As we were taught: endocrine pancreas, makes Insulin. Exocrine pancreas (same organ, different functional parts) makes enzymes that assist with digestion. Lipase, breaks down fats, amylase, maybe (can’t entirely recall) proteases for proteins, amylase breaks down starches.
Possibly I wasn’t paying attention, glucagon also from endocrine. But isolated glucagon production deficiency doesn’t appear to be a disease entity?
Yes! And probably more. I heartily believe that addressing only the insulin insufficiency is not enough. And that is why I have all kinds of digestive problems. No one even tests nor addresses other lacks nor misfirings from an impaired pancreas.
A picture is worth a thousand words, it is said. Here is an image and a couple of snips and links about the functions of the various pancreatic endocrine hormones. These cells make up a very small part of the pancreas with the majority producing digestive enzymes.

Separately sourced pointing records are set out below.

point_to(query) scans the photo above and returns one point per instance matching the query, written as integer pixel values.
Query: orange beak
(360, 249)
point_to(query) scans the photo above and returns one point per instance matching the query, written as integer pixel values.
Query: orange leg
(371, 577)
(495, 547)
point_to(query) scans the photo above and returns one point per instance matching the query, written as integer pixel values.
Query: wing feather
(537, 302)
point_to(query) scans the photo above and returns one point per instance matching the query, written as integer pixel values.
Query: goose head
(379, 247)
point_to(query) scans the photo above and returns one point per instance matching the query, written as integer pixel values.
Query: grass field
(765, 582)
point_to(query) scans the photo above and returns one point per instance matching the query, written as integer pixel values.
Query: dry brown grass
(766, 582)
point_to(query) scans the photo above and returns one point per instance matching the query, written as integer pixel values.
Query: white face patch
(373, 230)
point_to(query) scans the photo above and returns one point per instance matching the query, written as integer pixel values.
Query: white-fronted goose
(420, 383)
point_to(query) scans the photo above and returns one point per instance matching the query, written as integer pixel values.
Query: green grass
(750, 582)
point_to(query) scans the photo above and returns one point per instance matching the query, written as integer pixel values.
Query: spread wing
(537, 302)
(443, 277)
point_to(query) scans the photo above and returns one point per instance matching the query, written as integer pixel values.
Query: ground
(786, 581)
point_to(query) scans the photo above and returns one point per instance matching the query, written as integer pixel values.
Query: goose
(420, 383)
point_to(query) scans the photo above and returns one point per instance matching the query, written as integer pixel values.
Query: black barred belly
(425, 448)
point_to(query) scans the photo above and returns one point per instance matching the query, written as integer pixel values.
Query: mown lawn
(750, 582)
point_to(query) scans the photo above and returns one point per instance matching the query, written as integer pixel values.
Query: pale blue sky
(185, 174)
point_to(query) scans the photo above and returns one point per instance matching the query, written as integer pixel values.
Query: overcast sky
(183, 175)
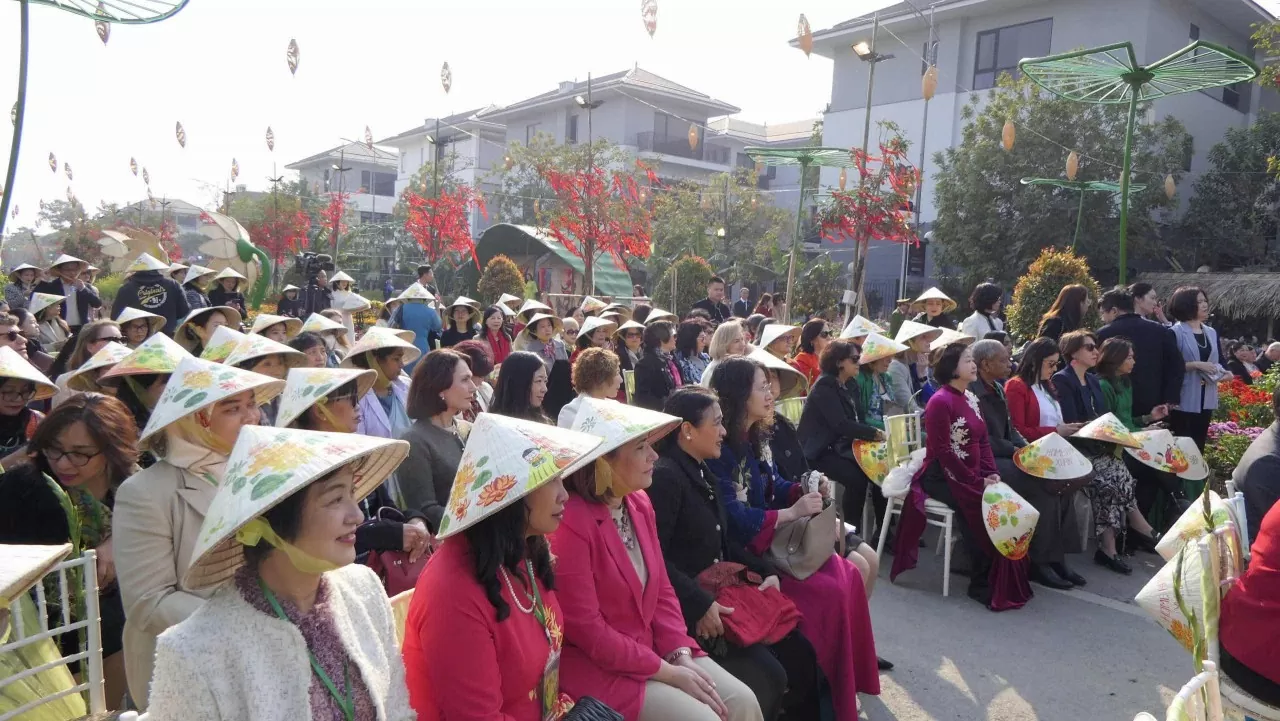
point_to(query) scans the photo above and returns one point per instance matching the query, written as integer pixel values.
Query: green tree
(990, 226)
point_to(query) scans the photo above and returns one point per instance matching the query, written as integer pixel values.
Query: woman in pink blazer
(625, 639)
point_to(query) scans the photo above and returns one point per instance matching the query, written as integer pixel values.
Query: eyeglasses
(74, 457)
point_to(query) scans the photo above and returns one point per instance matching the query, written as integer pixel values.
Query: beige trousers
(668, 703)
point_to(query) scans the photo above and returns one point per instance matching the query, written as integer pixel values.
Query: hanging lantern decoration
(649, 13)
(929, 82)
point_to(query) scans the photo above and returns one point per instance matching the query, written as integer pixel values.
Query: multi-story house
(974, 41)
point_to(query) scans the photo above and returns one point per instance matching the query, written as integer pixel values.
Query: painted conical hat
(1109, 429)
(1009, 519)
(376, 338)
(13, 365)
(304, 387)
(129, 314)
(266, 466)
(912, 329)
(876, 347)
(145, 261)
(256, 346)
(264, 320)
(1052, 459)
(504, 460)
(933, 295)
(158, 354)
(40, 301)
(106, 356)
(197, 384)
(222, 343)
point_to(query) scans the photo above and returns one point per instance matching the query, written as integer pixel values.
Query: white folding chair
(90, 657)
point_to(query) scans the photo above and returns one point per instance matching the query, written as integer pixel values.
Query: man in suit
(67, 282)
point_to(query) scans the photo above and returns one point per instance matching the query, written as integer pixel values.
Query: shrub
(1036, 291)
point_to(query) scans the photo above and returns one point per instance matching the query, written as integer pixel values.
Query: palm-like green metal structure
(1111, 76)
(123, 12)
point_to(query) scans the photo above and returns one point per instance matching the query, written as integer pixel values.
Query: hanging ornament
(805, 35)
(649, 12)
(929, 82)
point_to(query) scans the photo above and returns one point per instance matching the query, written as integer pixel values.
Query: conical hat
(304, 387)
(504, 460)
(222, 343)
(266, 466)
(1009, 519)
(158, 354)
(1109, 429)
(264, 320)
(933, 295)
(912, 329)
(40, 301)
(231, 314)
(106, 356)
(859, 327)
(877, 347)
(256, 346)
(22, 567)
(131, 314)
(145, 261)
(1052, 459)
(13, 365)
(197, 384)
(376, 338)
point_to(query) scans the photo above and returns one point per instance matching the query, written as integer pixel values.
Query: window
(1000, 50)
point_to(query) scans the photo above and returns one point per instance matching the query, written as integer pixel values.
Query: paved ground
(1084, 655)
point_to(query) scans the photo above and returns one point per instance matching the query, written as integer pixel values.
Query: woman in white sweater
(296, 629)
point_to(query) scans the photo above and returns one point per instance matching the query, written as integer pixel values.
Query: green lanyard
(347, 699)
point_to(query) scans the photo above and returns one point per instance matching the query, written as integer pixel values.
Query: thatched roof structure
(1240, 296)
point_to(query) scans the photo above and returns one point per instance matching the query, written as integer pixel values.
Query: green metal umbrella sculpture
(804, 158)
(1080, 187)
(103, 13)
(1111, 76)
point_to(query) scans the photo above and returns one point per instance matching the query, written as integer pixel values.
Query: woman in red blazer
(625, 638)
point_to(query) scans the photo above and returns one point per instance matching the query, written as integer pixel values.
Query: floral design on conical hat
(158, 354)
(876, 347)
(222, 343)
(1107, 428)
(131, 314)
(504, 460)
(933, 295)
(256, 346)
(268, 465)
(197, 384)
(1052, 459)
(264, 320)
(304, 387)
(13, 365)
(376, 338)
(106, 356)
(1009, 519)
(145, 261)
(40, 301)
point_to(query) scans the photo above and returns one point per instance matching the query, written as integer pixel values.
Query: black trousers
(785, 675)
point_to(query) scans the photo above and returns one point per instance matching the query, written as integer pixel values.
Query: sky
(219, 68)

- The alpha cell produces the hormone glucagon and makes up approximately 20 percent of each islet. Glucagon plays an important role in blood glucose regulation; low blood glucose levels stimulate its release.
- The beta cell produces the hormone insulin and makes up approximately 75 percent of each islet. Elevated blood glucose levels stimulate the release of insulin.
- The delta cell accounts for four percent of the islet cells and secretes the peptide hormone somatostatin. Recall that somatostatin is also released by the hypothalamus (as GHIH), and the stomach and intestines also secrete it. An inhibiting hormone, pancreatic somatostatin inhibits the release of both glucagon and insulin.
- The PP cell accounts for about one percent of islet cells and secretes the pancreatic polypeptide hormone. It is thought to play a role in appetite, as well as in the regulation of pancreatic exocrine and endocrine secretions. Pancreatic polypeptide released following a meal may reduce further food consumption; however, it is also released in response to fasting.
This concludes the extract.